# A solid cylinder rolls down an inclined plane of height 3 m and reaches the bottom of plane with angular velocity of 2√2 rad/s. The radius of the cylinder must be ?

## [Take g=10 m/s^2] a. 5 cm , b. 0.5 m, c.√10 cm , d.√5 m(answer), e.10 cm How do you get this answer? Thanks! Dec 21, 2016

When the solid cylinder rolls down the inclined plane, without slipping, its total kinetic energy is given by
$K E \text{due to translation"+"Rotational " KE=} \frac{1}{2} m {v}^{2} + \frac{1}{2} I {\omega}^{2}$ ....(1) If $r$ is the radius of cylinder,
Moment of Inertia around the central axis $I = \frac{1}{2} m {r}^{2}$ .....(2)
Also given is $\omega = \frac{v}{r}$ ....(3)

Assuming that it starts from rest and ignoring frictional losses, at the bottom of the plane
Total kinetic energy is $= \text{Potential Energy at the top of plane} = m g h$ .....(4)
Using Law of conservation of energy and equating (1) and (4) we get

$m g h = \frac{1}{2} m {v}^{2} + \frac{1}{2} I {\omega}^{2}$ ......(5)

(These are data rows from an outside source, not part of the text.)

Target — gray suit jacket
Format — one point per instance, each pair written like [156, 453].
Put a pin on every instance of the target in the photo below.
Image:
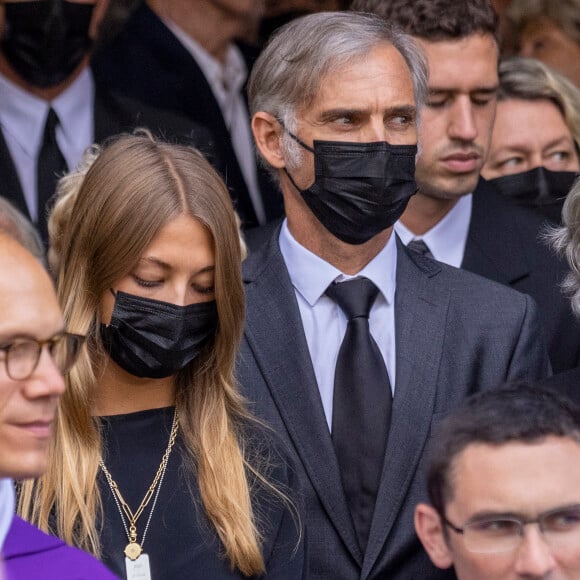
[456, 333]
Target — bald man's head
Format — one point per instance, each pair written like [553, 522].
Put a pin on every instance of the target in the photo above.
[30, 313]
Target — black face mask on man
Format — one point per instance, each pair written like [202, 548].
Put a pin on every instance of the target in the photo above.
[45, 41]
[359, 189]
[154, 339]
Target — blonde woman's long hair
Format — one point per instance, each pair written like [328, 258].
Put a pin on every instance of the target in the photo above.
[106, 215]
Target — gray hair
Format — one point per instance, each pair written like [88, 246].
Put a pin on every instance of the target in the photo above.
[531, 80]
[14, 224]
[288, 73]
[566, 240]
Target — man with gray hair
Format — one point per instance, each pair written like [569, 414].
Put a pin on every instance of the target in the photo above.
[340, 316]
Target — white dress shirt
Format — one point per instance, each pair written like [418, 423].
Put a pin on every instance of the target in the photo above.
[22, 119]
[448, 238]
[7, 506]
[323, 320]
[227, 81]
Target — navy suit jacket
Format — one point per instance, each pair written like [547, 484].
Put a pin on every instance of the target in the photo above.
[504, 244]
[148, 63]
[456, 333]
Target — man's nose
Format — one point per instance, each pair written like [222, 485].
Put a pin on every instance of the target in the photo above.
[534, 557]
[462, 123]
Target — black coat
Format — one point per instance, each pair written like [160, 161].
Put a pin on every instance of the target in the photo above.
[148, 63]
[504, 243]
[114, 114]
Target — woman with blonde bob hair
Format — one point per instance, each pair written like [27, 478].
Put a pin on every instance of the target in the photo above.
[147, 256]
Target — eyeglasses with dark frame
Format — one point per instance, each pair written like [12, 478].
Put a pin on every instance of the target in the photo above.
[491, 535]
[22, 354]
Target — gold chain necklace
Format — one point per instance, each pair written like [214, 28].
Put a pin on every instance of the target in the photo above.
[133, 549]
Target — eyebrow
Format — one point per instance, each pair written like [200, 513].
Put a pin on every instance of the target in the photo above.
[524, 148]
[165, 266]
[492, 90]
[332, 114]
[26, 336]
[491, 515]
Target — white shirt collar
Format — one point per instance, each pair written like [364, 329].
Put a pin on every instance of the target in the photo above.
[231, 74]
[311, 275]
[23, 115]
[7, 506]
[447, 239]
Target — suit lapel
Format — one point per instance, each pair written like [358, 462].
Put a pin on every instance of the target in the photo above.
[11, 188]
[494, 248]
[275, 335]
[420, 322]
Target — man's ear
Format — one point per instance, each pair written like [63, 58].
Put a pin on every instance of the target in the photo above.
[267, 134]
[429, 528]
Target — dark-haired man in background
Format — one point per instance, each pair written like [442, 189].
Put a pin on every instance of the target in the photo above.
[183, 56]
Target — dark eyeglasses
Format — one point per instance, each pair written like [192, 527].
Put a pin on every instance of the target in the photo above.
[22, 354]
[490, 535]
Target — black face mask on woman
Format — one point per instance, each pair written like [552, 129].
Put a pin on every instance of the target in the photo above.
[45, 41]
[537, 187]
[359, 189]
[154, 339]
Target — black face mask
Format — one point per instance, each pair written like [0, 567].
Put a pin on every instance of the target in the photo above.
[44, 42]
[537, 187]
[154, 339]
[359, 189]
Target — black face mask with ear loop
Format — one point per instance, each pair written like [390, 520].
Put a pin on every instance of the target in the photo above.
[360, 189]
[45, 41]
[539, 187]
[154, 339]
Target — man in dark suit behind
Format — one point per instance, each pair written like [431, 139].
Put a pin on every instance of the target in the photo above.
[51, 109]
[183, 56]
[335, 99]
[463, 223]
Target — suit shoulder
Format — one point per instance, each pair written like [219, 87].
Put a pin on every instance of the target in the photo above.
[475, 289]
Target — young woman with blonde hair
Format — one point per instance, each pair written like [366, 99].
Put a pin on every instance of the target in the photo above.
[146, 252]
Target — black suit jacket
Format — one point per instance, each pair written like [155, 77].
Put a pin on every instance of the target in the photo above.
[567, 383]
[148, 63]
[504, 244]
[114, 114]
[456, 333]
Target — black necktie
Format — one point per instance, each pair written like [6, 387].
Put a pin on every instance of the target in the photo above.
[51, 166]
[362, 404]
[420, 247]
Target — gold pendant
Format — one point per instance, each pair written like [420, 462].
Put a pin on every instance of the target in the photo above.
[133, 550]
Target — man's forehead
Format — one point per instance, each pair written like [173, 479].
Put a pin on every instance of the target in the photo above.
[464, 65]
[349, 84]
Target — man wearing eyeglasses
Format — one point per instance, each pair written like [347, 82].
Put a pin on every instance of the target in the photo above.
[35, 351]
[504, 487]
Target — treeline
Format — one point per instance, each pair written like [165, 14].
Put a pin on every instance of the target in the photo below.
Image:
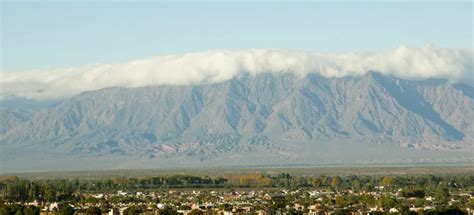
[14, 189]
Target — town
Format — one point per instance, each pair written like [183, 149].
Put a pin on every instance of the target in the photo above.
[241, 194]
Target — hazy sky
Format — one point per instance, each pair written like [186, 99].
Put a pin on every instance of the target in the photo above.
[50, 35]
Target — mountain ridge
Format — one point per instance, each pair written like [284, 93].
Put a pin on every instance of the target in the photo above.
[276, 115]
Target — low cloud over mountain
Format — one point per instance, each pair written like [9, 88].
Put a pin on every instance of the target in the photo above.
[455, 65]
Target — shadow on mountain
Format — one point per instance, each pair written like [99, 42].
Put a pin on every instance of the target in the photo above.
[409, 97]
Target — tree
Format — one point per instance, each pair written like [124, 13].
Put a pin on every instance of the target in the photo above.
[335, 182]
[441, 194]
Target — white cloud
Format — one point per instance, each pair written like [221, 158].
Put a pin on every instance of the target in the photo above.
[455, 65]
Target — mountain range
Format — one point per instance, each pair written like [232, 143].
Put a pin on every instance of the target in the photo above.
[264, 119]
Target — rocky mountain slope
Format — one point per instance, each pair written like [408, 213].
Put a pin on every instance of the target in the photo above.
[272, 115]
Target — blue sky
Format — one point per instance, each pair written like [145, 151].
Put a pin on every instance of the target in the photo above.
[41, 35]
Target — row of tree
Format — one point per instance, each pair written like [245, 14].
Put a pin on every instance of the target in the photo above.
[15, 189]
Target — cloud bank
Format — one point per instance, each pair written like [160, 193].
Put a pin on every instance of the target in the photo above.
[455, 65]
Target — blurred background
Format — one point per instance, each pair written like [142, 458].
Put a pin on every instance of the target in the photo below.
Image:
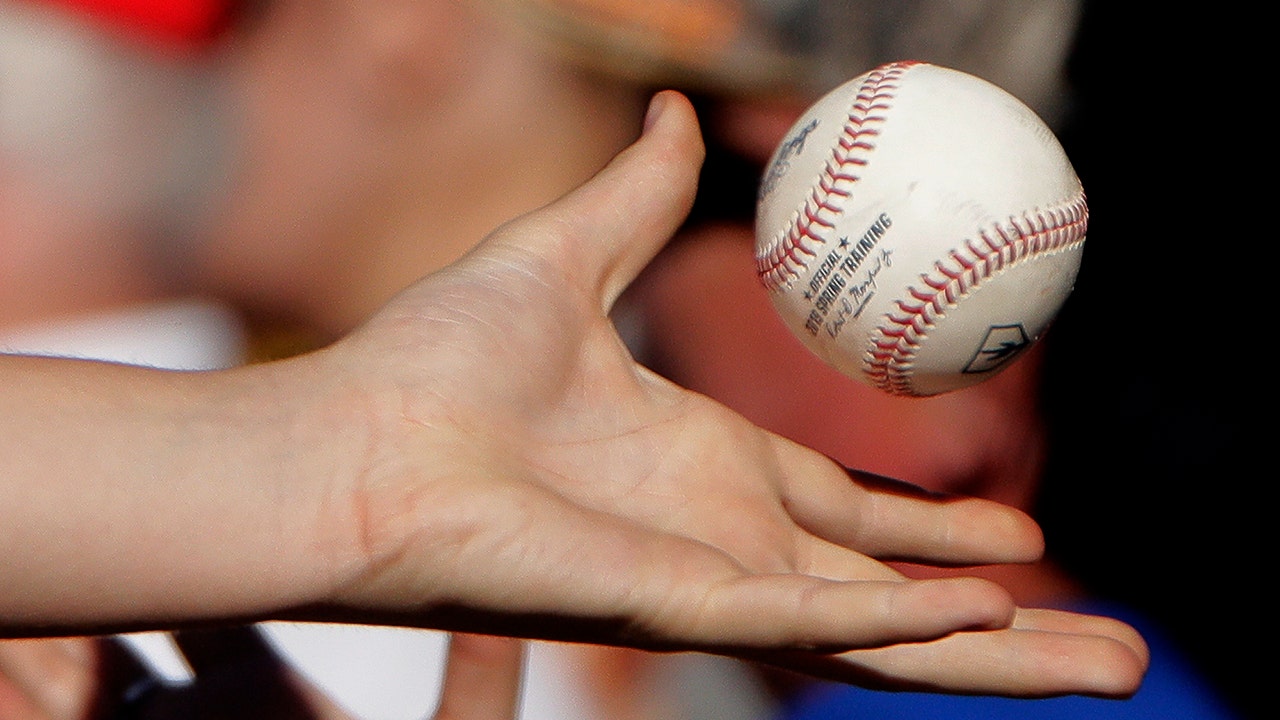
[204, 182]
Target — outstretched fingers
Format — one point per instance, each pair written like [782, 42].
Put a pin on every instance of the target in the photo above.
[1045, 654]
[609, 228]
[891, 520]
[481, 678]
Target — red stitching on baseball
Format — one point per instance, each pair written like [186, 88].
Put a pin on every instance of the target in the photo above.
[1054, 229]
[791, 249]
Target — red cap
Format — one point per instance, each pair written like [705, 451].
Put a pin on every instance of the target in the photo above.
[172, 23]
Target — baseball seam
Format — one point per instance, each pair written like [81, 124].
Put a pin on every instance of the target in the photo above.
[792, 247]
[1037, 233]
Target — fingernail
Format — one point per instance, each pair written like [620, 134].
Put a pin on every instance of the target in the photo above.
[656, 108]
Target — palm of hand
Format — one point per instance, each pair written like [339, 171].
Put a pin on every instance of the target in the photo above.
[525, 475]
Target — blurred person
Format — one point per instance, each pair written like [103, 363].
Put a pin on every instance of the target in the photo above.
[348, 192]
[705, 320]
[478, 511]
[104, 151]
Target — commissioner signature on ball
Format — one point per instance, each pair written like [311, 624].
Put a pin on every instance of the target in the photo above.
[859, 295]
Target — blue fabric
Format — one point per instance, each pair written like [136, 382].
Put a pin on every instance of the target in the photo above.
[1171, 689]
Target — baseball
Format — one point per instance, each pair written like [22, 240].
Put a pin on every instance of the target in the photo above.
[918, 228]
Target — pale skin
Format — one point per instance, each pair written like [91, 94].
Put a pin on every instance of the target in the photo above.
[484, 455]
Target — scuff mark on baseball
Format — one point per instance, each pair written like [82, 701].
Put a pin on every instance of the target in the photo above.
[919, 228]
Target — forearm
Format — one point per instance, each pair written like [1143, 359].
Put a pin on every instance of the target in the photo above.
[138, 497]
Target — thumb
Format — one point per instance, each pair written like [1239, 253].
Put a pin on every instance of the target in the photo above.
[604, 232]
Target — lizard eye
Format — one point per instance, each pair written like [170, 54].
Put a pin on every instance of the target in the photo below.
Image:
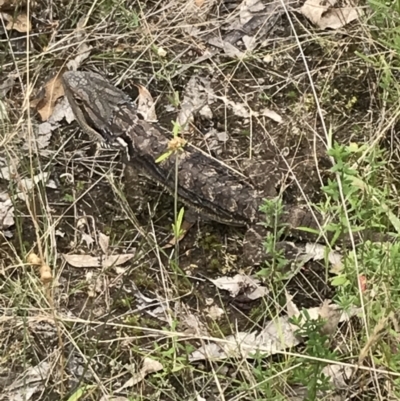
[78, 101]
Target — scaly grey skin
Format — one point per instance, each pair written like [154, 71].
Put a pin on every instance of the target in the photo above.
[204, 184]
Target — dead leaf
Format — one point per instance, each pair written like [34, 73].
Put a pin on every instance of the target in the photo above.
[248, 8]
[28, 382]
[338, 375]
[322, 14]
[196, 99]
[277, 335]
[339, 17]
[6, 211]
[20, 23]
[92, 261]
[146, 106]
[104, 242]
[241, 283]
[149, 366]
[6, 86]
[83, 53]
[53, 90]
[272, 115]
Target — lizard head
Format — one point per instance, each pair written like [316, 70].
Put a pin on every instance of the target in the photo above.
[95, 102]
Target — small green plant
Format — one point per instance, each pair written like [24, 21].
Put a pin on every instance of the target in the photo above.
[310, 373]
[276, 261]
[175, 144]
[177, 227]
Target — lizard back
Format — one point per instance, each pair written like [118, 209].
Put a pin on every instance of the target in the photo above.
[201, 182]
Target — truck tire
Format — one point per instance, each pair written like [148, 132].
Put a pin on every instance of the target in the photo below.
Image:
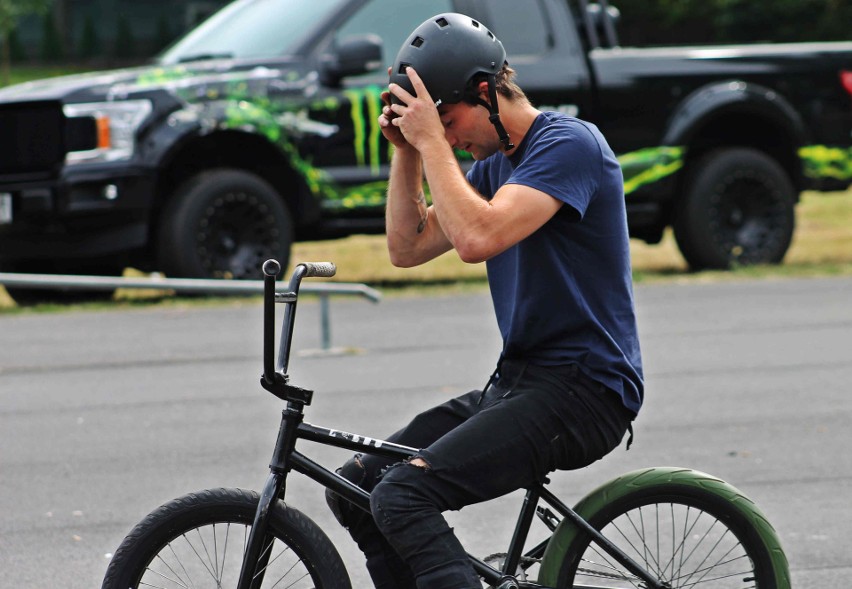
[223, 224]
[738, 209]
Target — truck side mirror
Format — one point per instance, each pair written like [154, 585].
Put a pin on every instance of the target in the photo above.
[601, 20]
[351, 57]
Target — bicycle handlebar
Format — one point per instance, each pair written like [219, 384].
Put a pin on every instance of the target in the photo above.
[271, 269]
[319, 269]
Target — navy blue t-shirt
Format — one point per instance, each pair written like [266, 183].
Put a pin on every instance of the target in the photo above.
[564, 294]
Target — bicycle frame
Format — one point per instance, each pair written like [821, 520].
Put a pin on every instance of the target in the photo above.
[286, 458]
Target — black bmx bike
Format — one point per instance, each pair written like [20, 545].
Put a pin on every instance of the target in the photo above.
[656, 528]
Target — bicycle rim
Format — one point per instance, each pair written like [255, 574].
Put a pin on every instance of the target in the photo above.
[198, 542]
[211, 556]
[679, 541]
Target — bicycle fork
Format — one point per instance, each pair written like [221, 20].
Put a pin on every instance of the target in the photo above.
[259, 545]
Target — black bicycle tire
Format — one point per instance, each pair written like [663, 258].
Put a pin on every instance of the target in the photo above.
[706, 500]
[295, 530]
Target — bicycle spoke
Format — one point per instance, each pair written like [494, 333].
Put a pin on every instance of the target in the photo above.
[679, 544]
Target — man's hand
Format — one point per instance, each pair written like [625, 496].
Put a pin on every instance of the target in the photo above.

Using (3) and (4), equation (5) becomes
$m g h = \frac{1}{2} m {\left(r \omega\right)}^{2} + \frac{1}{2} \times \frac{1}{2} m {r}^{2} {\omega}^{2}$
$\implies g h = \left(\frac{1}{2} + \frac{1}{4}\right) {r}^{2} {\omega}^{2}$
$\implies g h = \frac{3}{4} {r}^{2} {\omega}^{2}$
Solving for $r$
$\implies r = \sqrt{\frac{4 g h}{3 {\omega}^{2}}}$
Inserting given values we get value of radius $r$ as

r=sqrt((cancel4xx10xxcancel3)/(cancel3(cancel2sqrt2)^2)
$r = \sqrt{5} m$